Dominic McVittie

Personal information
- Nationality: British (English)
- Born: June 1993 (age 33) Lancashire, England

Sport
- Sport: Bowls
- Club: Royal Mail Cart, Lincolnshire (outdoor) / Spalding Lightning IBC (indoor)

Achievements and titles
- Highest world ranking: 6 (October 2025)

Medal record
World Bowls Indoor Championships
| Gold medal – first place | 2025 Aberdeen | mixed pairs |
| Silver medal – second place | 2025 Aberdeen | singles |
European Bowls Championships
| Gold medal – first place | 2025 | mixed pairs |
Hong Kong International Classic
| Silver medal – second place | 2025 | pairs |
British Isles Championships
| Gold medal – first place | 2024 | fours |
English Nationals
| Gold medal – first place | 2023 | fours |

= Dominic McVittie =

English bowls player

Dominic Edward McVittie (born June 1993) is an English international indoor bowler, who won the world pairs gold medal at the 2025 World Bowls Indoor Championships. He is a national champion and has been capped by England. He reached a career high ranking of world number 6 in October 2025.

== Bowls career ==
McVittie came to prominence after winning the 2016 National Under 25 Singles and the World Bowls Junior Indoor Championship mixed triples title in 2017. The following year he helped Lancashire win the 2018 Balcomb Trophy.

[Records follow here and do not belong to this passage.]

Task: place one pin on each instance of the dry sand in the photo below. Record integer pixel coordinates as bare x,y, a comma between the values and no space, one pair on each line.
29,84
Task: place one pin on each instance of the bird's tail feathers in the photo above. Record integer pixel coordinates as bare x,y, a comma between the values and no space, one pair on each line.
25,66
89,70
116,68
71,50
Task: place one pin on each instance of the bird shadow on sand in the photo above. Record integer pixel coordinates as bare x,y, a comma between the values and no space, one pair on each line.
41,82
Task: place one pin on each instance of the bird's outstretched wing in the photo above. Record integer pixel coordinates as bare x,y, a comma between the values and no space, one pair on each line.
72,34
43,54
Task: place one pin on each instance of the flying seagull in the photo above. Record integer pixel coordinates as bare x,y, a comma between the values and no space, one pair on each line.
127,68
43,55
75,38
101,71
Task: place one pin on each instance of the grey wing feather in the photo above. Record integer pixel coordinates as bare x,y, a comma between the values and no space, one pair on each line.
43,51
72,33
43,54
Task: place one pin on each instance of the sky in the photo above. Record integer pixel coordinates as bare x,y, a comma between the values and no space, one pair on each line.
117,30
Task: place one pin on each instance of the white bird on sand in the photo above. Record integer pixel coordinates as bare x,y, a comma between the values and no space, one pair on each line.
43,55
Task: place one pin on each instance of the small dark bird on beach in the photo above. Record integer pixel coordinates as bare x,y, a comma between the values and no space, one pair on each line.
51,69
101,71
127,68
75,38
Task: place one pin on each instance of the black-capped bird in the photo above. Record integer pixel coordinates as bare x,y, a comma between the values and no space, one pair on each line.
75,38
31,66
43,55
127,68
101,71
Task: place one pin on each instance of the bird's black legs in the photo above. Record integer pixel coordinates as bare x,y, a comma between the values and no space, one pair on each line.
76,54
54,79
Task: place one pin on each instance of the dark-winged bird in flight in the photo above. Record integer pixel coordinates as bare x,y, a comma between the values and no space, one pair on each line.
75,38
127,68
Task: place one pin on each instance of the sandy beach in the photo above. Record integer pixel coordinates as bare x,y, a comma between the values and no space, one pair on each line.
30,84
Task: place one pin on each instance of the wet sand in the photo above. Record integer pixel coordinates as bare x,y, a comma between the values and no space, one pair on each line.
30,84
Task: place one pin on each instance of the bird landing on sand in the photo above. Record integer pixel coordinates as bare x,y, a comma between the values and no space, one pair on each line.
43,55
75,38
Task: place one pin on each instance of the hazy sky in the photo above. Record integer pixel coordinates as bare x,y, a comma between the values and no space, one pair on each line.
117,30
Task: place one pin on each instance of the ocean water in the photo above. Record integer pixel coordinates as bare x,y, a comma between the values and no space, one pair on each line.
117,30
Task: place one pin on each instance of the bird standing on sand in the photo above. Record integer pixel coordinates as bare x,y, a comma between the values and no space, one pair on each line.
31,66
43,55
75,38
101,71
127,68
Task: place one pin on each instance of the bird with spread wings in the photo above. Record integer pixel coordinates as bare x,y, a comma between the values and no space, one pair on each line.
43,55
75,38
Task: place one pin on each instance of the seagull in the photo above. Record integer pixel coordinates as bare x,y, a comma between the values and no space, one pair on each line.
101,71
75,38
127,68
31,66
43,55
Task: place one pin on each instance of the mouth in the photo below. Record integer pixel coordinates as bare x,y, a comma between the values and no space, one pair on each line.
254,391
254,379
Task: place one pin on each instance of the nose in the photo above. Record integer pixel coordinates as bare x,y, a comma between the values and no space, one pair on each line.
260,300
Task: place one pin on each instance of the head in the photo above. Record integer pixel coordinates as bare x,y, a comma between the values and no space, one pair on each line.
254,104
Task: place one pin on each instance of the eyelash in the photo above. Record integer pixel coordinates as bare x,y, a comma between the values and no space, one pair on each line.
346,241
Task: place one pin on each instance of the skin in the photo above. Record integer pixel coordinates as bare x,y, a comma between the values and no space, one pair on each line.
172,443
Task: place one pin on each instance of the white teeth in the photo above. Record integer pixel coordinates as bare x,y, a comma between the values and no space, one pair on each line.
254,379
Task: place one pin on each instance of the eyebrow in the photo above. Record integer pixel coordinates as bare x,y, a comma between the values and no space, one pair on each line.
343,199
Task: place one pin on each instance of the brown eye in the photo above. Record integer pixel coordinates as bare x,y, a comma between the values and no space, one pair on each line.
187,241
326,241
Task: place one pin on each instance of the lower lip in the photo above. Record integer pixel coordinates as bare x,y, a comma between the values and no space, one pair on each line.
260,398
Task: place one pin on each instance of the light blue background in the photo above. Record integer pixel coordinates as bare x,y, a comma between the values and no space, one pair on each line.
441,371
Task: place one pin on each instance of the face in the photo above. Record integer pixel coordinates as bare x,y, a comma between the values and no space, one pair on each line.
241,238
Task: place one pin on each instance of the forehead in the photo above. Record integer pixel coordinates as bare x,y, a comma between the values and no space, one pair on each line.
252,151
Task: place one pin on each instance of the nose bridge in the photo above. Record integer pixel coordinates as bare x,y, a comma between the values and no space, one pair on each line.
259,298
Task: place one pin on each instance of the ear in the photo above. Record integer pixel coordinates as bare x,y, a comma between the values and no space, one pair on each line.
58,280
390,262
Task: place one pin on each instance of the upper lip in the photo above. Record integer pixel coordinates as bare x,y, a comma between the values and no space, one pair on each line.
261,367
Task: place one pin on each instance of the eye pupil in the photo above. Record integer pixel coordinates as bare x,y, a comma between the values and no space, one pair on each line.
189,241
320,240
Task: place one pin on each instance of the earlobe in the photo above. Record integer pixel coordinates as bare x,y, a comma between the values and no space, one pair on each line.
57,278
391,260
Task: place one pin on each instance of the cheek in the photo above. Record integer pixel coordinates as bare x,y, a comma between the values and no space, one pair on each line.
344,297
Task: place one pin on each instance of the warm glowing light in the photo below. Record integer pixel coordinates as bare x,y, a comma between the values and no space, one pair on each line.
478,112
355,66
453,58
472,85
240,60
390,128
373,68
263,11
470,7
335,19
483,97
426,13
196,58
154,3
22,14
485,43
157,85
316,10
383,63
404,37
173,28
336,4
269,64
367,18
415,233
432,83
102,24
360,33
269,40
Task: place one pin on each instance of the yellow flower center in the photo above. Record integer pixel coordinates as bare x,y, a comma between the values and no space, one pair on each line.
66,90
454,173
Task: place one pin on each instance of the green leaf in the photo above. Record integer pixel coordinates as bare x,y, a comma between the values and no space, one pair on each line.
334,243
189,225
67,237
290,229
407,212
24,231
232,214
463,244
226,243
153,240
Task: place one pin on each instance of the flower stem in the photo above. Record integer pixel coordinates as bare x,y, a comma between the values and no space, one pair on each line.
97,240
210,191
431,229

Bowling for Royal Mail Cart, Lincolnshire, he won the men's fours title at the 2023 Bowls England National Finals. The winning team represented England at the British Isles Bowls Championships, where they claimed the gold medal.

McVittie reached five consecutive national indoor finals before winning the EIBA Men's Champion of Champions title in 2024 and then one month later won the national singles title at Nottingham defeating Paul Hartley in the final. This qualified him to represent England at the 2025 World Bowls Indoor Championships.

McVittie, a primary school teacher by trade was then selected to represent England during 2024.

In 2025, bowling for his indoor team Spalding, McVittie teamed up with Annie Dunham to win the national mixed pairs indoor title.

Subsequently in 2025, McVittie paired with Emily Kernick won the gold medal at the 2025 World Bowls Indoor Championships in Aberdeen. He also won the silver in the singles.

In September 2025, McVittie again paired with Annie Dunham won the gold medal at the 2025 European Mixed Pairs Championships in Jersey.

In 2026, at the EIBA National Finals at Nottingham, McVittie defeated Mark Hughes to lift the National Singles title for a second time in three years. Weeks later, he joined forces with club mate Jordan Philpott to lift the EIBA National Pairs title for the first time.